The Associate Director, Clinical Strategy & Practice – Policy Governance provides enterprise leadership and oversight for Utilization Management (UM) policy governance. This oversight also includes UM Committee (UMC) functions and UM letters, including Medicaid adverse determination letters. You will ensure, compliant, and scalable application of UM standards across programs.
The Associate Director leads governance‑driven strategy, process improvement, and restructuring efforts to address inefficiencies, reduce regulatory risk, improve quality and, and support a sustainable workforce model. This role partners with clinical, compliance, legal, operations, and process improvement leaders to ensure governance decisions are operationalized across markets.
Key Responsibilities
- Provide end-to-end leadership for Medicaid UM governance, including UMC and UM policy design, implementation, and sustainability.
- Ensure UM policies and governance decisions align with NCQA, CMS, and state requirements and are applied consistently across markets.
- Establish standardized UM governance processes to support compliance, scalability, and audit readiness.

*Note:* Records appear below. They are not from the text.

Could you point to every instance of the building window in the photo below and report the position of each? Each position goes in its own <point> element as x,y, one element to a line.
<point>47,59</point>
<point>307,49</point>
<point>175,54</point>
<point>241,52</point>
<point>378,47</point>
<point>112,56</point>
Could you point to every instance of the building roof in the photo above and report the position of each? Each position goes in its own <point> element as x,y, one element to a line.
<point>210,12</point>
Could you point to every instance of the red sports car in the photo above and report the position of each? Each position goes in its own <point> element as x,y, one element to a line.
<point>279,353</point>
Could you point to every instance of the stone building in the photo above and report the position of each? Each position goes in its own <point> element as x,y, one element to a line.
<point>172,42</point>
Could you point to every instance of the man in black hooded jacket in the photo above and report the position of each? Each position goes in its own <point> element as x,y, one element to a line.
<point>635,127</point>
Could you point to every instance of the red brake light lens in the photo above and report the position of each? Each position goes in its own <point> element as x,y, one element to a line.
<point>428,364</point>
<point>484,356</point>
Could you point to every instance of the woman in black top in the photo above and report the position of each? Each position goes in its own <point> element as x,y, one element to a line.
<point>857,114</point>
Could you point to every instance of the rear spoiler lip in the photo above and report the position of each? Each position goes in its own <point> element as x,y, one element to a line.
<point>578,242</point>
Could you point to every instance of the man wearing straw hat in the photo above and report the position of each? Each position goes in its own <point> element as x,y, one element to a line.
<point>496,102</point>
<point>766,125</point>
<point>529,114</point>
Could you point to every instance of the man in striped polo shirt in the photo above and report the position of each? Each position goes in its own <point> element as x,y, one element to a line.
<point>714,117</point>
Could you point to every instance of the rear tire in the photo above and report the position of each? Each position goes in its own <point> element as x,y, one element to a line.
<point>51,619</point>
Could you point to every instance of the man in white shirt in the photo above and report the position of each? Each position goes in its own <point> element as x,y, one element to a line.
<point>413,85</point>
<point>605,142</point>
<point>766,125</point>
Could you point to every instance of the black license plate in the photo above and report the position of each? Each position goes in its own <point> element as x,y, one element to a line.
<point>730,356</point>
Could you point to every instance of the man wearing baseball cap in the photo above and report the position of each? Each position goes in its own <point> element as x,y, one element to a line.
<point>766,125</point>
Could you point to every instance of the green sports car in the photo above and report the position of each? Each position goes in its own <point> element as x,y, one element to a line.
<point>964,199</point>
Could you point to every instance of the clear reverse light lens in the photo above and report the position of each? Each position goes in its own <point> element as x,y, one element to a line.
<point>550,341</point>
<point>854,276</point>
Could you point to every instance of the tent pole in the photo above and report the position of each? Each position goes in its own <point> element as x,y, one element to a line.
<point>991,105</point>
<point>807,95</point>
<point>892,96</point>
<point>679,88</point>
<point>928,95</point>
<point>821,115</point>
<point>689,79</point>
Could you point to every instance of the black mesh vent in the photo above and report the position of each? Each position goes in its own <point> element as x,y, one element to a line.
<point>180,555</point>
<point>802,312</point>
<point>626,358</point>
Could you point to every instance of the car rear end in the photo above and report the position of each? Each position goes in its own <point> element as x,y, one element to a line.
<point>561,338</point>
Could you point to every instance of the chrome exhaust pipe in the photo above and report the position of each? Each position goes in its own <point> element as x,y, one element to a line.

- Provide governance oversight for Medicaid UM letters, including adverse determinations, to ensure quality and compliance.
- Standardize and optimize UM letter workflows, roles, handoffs, and quality controls to support efficiency and workforce sustainability.
- Lead and partner across clinical strategy, UM operations, compliance, legal, quality, and IT to advance centralized UM strategy and sustainable operating models.
Use your skills to make an impact Required Qualifications:
- Bachelor’s degree in healthcare administration, public health, business administration, or a related field.
- 3+ years direct management experience
- 5+ years of experience in healthcare operations, utilization management, policy governance, or related areas within a managed care or health plan environment.
- Strong knowledge of Medicaid, NCQA, CMS, and state regulatory requirements relevant to utilization management.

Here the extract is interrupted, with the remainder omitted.